私を呼び出した責任者はこのコロニーのリーダーだ。

顔に大きな傷のある強面の男だな。

かなりの威圧感を放っているが、強さは精々Aランクにギリ届くといったくらいだろう。

よく魔素の薄いこの場所でここまで強くなれたもんだ。

魔素を上手く取り込めば仙人にも至れるだろう。

さて、どんな要件かな?

 

「君は、シャガリといったね。君の行動は少々目に余る。もう少し自重してくれないか」

「そうか?私はただダンジョンを攻略しただけなんだけど……」

「その速度が異常なのだ。人の身ではとても不可能な速度を出しているという報告も上がっている。君は、人間ではないのだろう?」

 

あちゃあ。

怒られてしまった。

調子に乗って走りまくってたから怪しまれた。

別に戦力が増えるだけだし問題ないとは思うんだが。

 

「なので、君には屍鬼族(ゾンビ)の生息域への調査に向かってもらう。あぁ、別に死ねと言っているわけではない。受けるかは君の自由だ。……もっとも、このコロニーから追い出されたくなかったら受けるのをオススメするがね」

「別にそれくらいならお安い御用だ」

『嫌な奴ね……』

 

どんな理不尽なことが飛び出してくるのかと思ったが、ゾンビの生息域への調査なんて簡単なものでいいらしい。

そこにいるゾンビを駆逐してくればいいんだろう?

アダルマンと似たようなことをやらされているような気がするが、私はしっかり強い。

準竜種といった魔素(エネルギー)量をしているし、状態異常無効もある。

嫌がらせとは心が狭いなぁと思うが、この人もこのコロニーを守るために必死なんだろう。

颯爽とゾンビ共を駆逐して凱旋するとしよう。

私は入口の方へ向かう。

すると、あの時の聖職者がこちらへ走ってきた。

 

「待ってください。防護服は着ないんですか?」

「ああ。私にはウイルスは効かん」

「あはは、やっぱりシャガリさんは人じゃないんですね」

「気づいていたか。
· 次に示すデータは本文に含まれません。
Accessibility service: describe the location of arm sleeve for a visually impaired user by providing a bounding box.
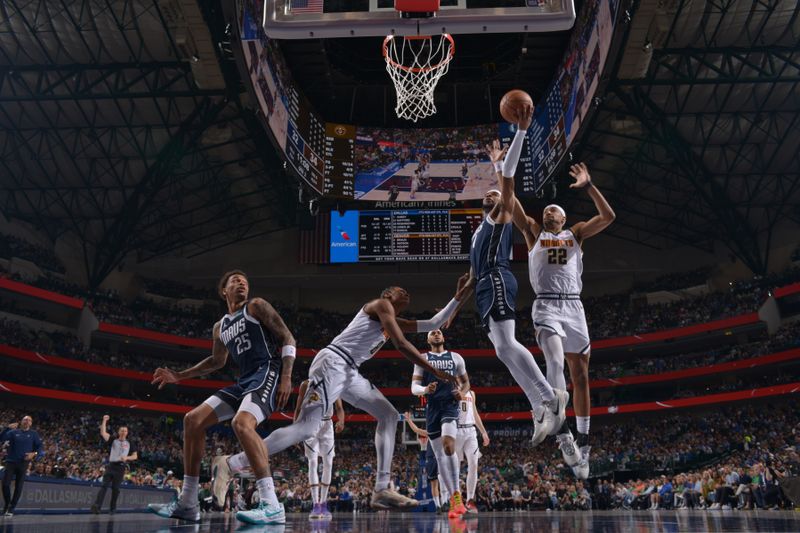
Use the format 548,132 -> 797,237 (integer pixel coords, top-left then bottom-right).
450,352 -> 467,376
33,433 -> 44,457
503,129 -> 528,178
411,365 -> 425,396
417,298 -> 458,333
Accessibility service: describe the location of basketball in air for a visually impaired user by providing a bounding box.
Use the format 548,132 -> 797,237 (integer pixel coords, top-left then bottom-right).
500,89 -> 533,124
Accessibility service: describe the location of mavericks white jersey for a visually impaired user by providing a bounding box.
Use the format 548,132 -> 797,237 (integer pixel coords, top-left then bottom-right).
458,391 -> 475,427
328,308 -> 387,367
528,229 -> 583,298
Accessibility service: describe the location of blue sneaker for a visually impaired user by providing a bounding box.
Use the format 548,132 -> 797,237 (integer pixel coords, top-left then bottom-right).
236,501 -> 286,526
147,499 -> 200,522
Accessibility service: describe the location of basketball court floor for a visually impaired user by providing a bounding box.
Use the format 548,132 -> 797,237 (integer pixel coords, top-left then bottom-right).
0,511 -> 800,533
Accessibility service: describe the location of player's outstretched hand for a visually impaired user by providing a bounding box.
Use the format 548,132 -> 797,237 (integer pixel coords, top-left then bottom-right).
569,163 -> 592,189
276,379 -> 292,411
150,367 -> 180,390
517,105 -> 533,130
485,139 -> 508,163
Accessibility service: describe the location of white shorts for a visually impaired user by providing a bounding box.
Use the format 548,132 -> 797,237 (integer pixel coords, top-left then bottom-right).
303,419 -> 336,459
531,299 -> 592,355
303,348 -> 383,425
456,427 -> 481,462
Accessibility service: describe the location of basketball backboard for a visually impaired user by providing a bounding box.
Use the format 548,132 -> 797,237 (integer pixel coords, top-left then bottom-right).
263,0 -> 575,39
ま、私の溢れ出るオーラは隠せないな」

 

聖職者にウインクをして、私は外へ出た。

さて、それじゃあ行くとしようか。

いっぱいゾンビの反応がある場所がこの星にはいくつかあるが、とりあえず一番近い場所へ向かうとしよう。

途中まで走り、近くなってきたら空を飛ぶことにする。

上空へ移動してゆき、中心あたりに陣取る。

さて、んじゃあ浄化するか。

そんなに威力は高くなくていいだろう。

これは威力を絞ってやらないと、普通に大量のエネルギー持ってくからな。

 

 

炎王竜星爆(スーパーノヴァ)!」

 

 

星粒子を混ぜた粉塵を広範囲に撒き、龍気を込めて爆破。

ロッサの持つ爆纏者(トケルモノ)の権能は嵐纏之王(オーディーン)で再現できる。

それと、ロッサには勿論代替執行(エージェント)も付与している。

私の権能を一部借り受け、必殺技の開発に勤しんだ。

その結果、ロッサはこの技を再現するまでに至ったというわけだ。

私から星粒子を借り受けて行うこの技は、かの炎の古龍――

炎王龍(テオ・テスカトル)の大技だ。

周囲に大規模な光り輝く爆発が発生する。

超新星の爆発を連想させるような美しい爆発だ。

ゾンビ共は大体が跡形もなく消滅し、ビルの残骸と思わしきものごと破滅的被害が起きている。

……古龍の力なだけあって、かなり力を消費するな。

さて、この爆発で一部のゾンビはまだ残っているな。

強そうな奴だけ選別したと思えば、いい結果なんじゃないだろうか。

その数は大体十体にも満たないほど。

火傷に全身が侵され、再生したそばからそれが焼けただれている。

そこに降り立ち、私は強そうなゾンビを睥睨する。

 

「オ……オオオオ……」

 

強そうとはいっても、あくまでAランクオーバーといったくらいだ。

ガイよりかは強いが、トレイニーさんとかに比べれたらなぁ……。

再生能力と生命力に全ツッパして私の爆発を耐えた感じか?

威厳を感じるし王様的な存在なんだろうか。

このまま生かしておいても苦しむだけだろうし、始末してやろう。

それもとっておきの奴をお見舞いしてやるか。

本物の<聖術>を私が見せてやるよ。

神へ祈りを捧げ給う。我は望み、聖霊の御力を欲する。我が願い、聞き届け給え。

万物よ尽きよ!

 

「多重起動、霊子崩壊(ディスインテグレーション)!」

 

亜光速で放たれた閃光に撃ち抜かれ、強そうなゾンビ達は跡形もなく消滅した。

爆発に比べ音は控えめなため、そんなに目立ちはしない。

っというか、頭痛ァ……。

演算領域がいくら膨大だからって、無理してまでやるもんじゃないな。

明らかにオーバーキルだ。

……それじゃあ殲滅したと報告しに戻るとしようか。

 

――――――

 

「何、大規模な爆発だと!?」

「は、はい。シャガリという者が向かった場所で――」

「あのシャガリという人間もどきは、それほどまでの力を持っているとでも?」

 

コロニーのリーダーはその報告を聞き顔をしかめた。

シャガリという、突如現れて数時間でAランクの聖職者になった異端者(イレギュラー)

その対応に追われ、彼は激務に追われているのだ。

実の所、彼はシャガリを殺すつもりなど無かった。

ひっそりとシャガリの後を諜報聖職者に尾行させ、負けそうな時に助けて恩を売るつもりだったのだ。

それが、誤算も大誤算である。

防護服を着ることなく外へ出て、空を飛ぶという暴挙。

それは到底人間にできるような所業ではないが、問題はそこではない。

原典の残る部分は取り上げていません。